Re: The longest token rule

I agree and also fail your test. 

In A.2.2 it currently says this:

"It is customary to separate consecutive terminal symbols by whitespace and Comments, but this is required only when otherwise two non-delimiting symbols would be adjacent to each other. There are two exceptions to this, that of "." and "-", which do require a symbol separator if they follow a QName or NCName. Also, "." requires a separator if it precedes or follows a numeric literal.”

Should this be extended so a separator is required if “:" follows NCName?  If we did this, then these cases are XPST0003ed:

   let $m := map{'a':1} return map:size(map{$m?a:true()})
 
   map{a: b}
   
   map{a:b}
  
But these would be OK:

   map{a :b}

   map{a:b:c}

   map{a:b:c:d}

Assuming “:” is a delimiting symbol.  I think ":” should be a delimiting symbol but it isn’t in the list currently. 

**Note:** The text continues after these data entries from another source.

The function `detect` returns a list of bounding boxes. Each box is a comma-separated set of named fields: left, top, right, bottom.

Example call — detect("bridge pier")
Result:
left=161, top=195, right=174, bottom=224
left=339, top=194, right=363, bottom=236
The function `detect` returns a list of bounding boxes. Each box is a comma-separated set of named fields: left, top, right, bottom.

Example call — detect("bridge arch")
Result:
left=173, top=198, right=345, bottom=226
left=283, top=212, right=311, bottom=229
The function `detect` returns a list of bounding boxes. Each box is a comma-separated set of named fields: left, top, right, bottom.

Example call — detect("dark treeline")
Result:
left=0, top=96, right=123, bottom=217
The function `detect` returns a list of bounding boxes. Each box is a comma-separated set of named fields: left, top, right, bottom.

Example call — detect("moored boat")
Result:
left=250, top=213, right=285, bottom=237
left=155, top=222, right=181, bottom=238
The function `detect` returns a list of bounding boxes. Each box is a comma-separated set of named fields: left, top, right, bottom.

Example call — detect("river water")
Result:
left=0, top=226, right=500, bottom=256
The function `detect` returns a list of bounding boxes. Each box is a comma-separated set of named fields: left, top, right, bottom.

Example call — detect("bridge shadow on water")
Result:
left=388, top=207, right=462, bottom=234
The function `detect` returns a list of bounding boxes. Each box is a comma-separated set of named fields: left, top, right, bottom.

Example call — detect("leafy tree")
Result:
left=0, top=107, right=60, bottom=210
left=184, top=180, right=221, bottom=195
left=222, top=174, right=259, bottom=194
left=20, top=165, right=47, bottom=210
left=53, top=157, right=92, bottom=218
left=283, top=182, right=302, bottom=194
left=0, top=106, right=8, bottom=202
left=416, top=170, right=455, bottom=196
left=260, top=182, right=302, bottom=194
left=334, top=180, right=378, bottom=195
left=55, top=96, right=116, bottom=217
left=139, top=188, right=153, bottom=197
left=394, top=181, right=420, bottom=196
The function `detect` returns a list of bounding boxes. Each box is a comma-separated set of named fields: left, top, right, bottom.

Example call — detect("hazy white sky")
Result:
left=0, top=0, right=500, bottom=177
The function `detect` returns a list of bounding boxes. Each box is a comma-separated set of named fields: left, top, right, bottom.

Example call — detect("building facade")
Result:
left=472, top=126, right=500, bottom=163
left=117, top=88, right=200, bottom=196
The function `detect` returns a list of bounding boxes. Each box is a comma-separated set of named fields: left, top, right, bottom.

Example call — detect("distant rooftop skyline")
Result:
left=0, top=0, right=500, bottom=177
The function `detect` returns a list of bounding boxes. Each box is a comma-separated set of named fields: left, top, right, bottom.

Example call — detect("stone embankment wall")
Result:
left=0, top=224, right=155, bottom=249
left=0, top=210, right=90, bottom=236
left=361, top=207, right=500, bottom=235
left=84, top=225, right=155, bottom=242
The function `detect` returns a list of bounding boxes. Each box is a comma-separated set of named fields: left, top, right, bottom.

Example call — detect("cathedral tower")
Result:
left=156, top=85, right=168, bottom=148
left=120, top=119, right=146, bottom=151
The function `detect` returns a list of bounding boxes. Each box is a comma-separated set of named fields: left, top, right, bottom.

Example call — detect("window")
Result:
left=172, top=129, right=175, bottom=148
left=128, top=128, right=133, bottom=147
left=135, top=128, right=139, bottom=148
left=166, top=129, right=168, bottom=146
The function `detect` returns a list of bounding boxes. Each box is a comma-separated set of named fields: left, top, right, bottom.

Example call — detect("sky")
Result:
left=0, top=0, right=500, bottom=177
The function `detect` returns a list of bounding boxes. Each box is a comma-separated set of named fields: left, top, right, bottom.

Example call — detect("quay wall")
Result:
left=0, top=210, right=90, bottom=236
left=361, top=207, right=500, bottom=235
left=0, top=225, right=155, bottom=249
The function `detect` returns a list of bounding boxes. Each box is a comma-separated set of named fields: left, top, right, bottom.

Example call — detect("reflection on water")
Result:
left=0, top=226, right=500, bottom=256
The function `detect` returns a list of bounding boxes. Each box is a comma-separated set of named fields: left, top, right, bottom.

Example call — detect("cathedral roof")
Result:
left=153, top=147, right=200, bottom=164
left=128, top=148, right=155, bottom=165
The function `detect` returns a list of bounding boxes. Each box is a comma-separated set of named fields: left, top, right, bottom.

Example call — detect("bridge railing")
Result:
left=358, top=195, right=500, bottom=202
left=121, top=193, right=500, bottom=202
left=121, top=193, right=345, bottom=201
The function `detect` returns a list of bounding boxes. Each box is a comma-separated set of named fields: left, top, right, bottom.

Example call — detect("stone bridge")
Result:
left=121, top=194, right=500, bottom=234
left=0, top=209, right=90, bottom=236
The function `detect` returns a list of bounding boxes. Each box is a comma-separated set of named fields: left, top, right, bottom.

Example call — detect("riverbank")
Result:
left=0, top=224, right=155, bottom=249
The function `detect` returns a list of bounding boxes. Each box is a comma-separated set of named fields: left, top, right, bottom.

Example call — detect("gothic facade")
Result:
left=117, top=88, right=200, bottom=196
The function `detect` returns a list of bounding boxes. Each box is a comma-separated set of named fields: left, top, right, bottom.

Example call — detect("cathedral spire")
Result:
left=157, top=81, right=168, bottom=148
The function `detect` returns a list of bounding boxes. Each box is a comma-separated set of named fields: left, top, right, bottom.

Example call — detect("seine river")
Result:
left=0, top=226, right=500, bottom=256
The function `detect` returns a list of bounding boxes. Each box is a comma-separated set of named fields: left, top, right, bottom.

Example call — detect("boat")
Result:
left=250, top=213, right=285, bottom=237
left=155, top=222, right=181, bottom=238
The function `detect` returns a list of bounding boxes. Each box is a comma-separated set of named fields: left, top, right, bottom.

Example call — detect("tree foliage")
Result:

By the way, there are other cases where text "consistent with the EBNF" raises XPST0003.  e.g.

  /*5

See xgc:leading-lone-slash.

Thanks,
Josh


> On Feb 23, 2016, at 1:54 AM, Michael Kay <mike@saxonica.com> wrote:
> 
> We have for many years had the rule in A.2
> 
> When tokenizing, the longest possible match that is consistent with the EBNF is used."
> 
> and I have often wondered if there were cases where the phrase "that is consistent with the EBNF" actually affected the outcome. It suggests that the tokenization is sensitive to the grammatical context, which is a considerable complication.
> 
> I have submitted a test case MapConstructor-025 which does this:
> 
> let $m := map{'a':1} return map:size(map{$m?a:true()})
> 
> Although Saxon can't handle this, I believe it is permitted according to this rule. After the "?", an NCName is consistent with the EBNF but a QName containing a colon is not, so the longest token "consistent with the EBNF" is "a" rather than "a:true".
> 
> Any views on whether this is a correct interpretation of the rules?
> 
> Michael Kay
> Saxonica
> 

Received on Tuesday, 23 February 2016 15:53:29 UTC